Empezó cuando vine a Madrid, cuando ya era mayor de edad, porque durante la adolescencia fui arrastrando esto que me comentaba y se sumó a que esta es una etapa complicada de por sí. Entonces, cuando llegué a Madrid comencé a tener más contacto con personas como yo. Tanto es así que allí fue la primera vez que tuve un compañero de clase negro, hasta ese momento no había tenido ni compañeros ni amigos negros. Por eso ahí empecé a reconocerme y a verme de verdad.

¿Crees que tu vida hubiese sido más sencilla siendo blanca?

Sí, cien por cien. El privilegio es evidente. Lo sé porque me hicieron muchísimo bullying, tanto en el colegio como en el instituto, solo porque era negra. También es verdad que yo me “dejaba” porque mi personalidad no me permitía responder con nada, ya que pensaba “Sí, soy negra. Yo también lo sé y yo también lo odio”. 

¿Qué esperas que consiga esta canción?

Escribí Pantera para sanarme a mí y para acompañar a todos los que se sientan como yo me sentía, para que puedan meterse en Internet y escuchar una historia que es la suya. Y que está en español y es en España.

Justamente, en la actualidad en España está habiendo una gran producción cultural de artistas negros que vienen a decir que efectivamente estamos en un país donde hay racismo. 

Yo creo que la cultura es la vía más fácil para abrir la mente, sobre todo ahora en un mundo de pandemia donde no se puede viajar. Las cosas entran de otra manera cuando son a través de la música y cuando puedes ver el alma de las personas a través de su arte.

“He conseguido ser lo suficientemente valiente como para escribir sobre las partes más vulnerables de mí”

Ahora que lleva unos días fuera, ¿cómo ha sido la recepción de Pantera?

Muy buena. Humildemente, antes de sacarla ya sabía que a la gente le iba a gustar, porque confiaba muchísimo en el producto y en el proyecto. Pero me ha sorprendido toda la avalancha de amor, porque además no es desde un “Ay, qué guay”, sino es de verdad. Hay gente que me da las gracias por contar su historia y me dice que es lo que necesitaba, y todo eso a mí me llena.

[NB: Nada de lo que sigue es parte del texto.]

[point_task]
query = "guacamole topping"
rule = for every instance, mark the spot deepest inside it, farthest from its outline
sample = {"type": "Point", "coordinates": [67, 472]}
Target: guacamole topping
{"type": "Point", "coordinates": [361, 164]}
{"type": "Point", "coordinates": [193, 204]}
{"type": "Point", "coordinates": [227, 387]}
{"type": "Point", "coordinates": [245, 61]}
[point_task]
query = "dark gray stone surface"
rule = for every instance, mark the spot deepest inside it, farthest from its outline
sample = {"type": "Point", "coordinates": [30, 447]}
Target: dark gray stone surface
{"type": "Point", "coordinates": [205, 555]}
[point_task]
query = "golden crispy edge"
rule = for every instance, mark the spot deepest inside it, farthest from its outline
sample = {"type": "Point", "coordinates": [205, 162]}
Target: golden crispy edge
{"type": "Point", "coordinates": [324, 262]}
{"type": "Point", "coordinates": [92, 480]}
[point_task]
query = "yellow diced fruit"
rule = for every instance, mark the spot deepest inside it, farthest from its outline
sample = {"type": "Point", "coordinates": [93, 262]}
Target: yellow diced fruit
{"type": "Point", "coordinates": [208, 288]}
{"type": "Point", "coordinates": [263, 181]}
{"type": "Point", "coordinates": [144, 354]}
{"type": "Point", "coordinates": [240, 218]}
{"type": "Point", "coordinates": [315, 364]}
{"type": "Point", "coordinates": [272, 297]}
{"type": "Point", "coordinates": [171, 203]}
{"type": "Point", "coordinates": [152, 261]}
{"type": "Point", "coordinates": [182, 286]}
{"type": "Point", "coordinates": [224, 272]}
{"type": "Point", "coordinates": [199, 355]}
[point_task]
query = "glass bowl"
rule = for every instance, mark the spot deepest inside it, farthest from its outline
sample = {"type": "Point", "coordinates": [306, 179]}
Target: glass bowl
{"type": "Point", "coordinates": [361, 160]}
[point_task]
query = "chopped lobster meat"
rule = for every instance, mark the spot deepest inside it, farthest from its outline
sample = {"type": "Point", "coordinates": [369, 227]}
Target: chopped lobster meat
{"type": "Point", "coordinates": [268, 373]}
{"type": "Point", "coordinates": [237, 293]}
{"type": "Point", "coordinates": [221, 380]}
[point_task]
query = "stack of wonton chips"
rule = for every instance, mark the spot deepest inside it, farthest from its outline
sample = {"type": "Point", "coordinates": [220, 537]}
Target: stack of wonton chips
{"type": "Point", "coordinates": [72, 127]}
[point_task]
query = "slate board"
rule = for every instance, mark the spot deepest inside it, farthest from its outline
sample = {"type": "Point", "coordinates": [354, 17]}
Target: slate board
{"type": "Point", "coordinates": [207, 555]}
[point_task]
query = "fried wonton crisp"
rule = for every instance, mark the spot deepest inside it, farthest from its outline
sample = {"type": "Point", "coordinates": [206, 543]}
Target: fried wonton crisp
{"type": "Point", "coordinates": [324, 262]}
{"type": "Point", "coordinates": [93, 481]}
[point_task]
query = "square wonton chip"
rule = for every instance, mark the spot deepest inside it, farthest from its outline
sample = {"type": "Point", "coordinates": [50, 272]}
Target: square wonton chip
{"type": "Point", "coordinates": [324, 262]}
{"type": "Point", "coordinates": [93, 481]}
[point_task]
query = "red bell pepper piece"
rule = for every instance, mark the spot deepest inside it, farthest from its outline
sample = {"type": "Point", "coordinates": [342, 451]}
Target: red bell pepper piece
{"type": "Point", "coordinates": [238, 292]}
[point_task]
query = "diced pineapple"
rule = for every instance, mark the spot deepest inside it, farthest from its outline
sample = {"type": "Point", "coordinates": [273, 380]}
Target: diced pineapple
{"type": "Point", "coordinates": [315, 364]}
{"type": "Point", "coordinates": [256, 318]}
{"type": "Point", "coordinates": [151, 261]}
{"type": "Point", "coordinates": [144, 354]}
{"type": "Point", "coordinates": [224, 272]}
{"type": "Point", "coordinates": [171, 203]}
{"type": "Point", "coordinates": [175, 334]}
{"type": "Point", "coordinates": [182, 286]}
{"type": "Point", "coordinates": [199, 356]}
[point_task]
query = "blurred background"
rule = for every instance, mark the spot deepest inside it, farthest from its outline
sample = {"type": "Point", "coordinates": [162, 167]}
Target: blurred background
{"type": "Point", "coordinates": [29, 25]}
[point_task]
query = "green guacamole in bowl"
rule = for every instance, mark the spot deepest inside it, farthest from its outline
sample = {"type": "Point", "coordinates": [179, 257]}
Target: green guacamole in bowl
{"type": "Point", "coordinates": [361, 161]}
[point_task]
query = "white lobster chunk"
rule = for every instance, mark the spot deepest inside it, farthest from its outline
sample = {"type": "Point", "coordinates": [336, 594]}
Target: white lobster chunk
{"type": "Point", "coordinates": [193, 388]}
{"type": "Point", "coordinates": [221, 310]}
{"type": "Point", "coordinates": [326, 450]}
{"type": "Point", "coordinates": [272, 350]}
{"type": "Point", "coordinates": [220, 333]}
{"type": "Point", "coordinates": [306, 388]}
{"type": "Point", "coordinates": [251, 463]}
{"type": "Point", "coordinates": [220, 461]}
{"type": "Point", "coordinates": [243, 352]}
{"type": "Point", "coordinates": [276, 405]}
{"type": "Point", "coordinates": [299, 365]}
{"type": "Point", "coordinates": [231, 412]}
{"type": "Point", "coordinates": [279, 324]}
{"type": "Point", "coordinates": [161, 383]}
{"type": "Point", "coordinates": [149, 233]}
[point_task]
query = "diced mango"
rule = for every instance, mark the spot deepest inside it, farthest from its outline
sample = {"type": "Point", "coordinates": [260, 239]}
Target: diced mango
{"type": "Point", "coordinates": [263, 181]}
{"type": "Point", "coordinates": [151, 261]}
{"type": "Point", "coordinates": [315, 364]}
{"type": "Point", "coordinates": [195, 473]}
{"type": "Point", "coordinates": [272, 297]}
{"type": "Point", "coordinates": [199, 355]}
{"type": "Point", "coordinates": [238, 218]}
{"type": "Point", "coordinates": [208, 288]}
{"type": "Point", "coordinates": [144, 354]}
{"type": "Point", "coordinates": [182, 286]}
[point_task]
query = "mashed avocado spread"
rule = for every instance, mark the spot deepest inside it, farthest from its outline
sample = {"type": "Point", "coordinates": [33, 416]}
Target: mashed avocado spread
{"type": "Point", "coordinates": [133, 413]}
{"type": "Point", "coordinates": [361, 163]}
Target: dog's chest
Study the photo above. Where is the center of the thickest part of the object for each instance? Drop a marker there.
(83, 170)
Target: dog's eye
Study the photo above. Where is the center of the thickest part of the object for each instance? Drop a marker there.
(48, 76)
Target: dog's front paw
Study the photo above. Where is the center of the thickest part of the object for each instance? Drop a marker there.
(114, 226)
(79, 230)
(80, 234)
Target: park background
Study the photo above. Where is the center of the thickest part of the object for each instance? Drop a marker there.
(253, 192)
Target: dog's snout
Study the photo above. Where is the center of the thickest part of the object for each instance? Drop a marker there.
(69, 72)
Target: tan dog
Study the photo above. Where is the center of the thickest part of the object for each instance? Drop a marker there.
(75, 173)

Grabar el videoclip ha sido increíble por encontrar a niñas de siete años que han tenido las mismas experiencias que yo, que tengo 24. Dejando de lado que es mío, por ellas, le recomiendo a todo el mundo que lo vaya a ver.

Teyou y Carlos Jean

Teyou en camerunés significa “trabaja todo lo que puedas para conseguir tus objetivos”. ¿Qué objetivos dirías que has conseguido como artista y cuáles te faltan?

He conseguido ser lo suficientemente valiente como para escribir sobre las partes más vulnerables de mí y he superado el miedo a sacarlas y compartirlas. Y como objetivo futuro, me gustaría crear algo grande. Un proyecto, a nivel musical y audiovisual, que sea una especie de crisol de disciplinas.

¿Y más a corto plazo?
Mi EP. Tengo otro tema, que es la cara B de Pantera que saldrá pronto. Estos dos junto a otro tercer tema compondrán el EP, que contará la transición entre cómo pasé de odiarme a quererme.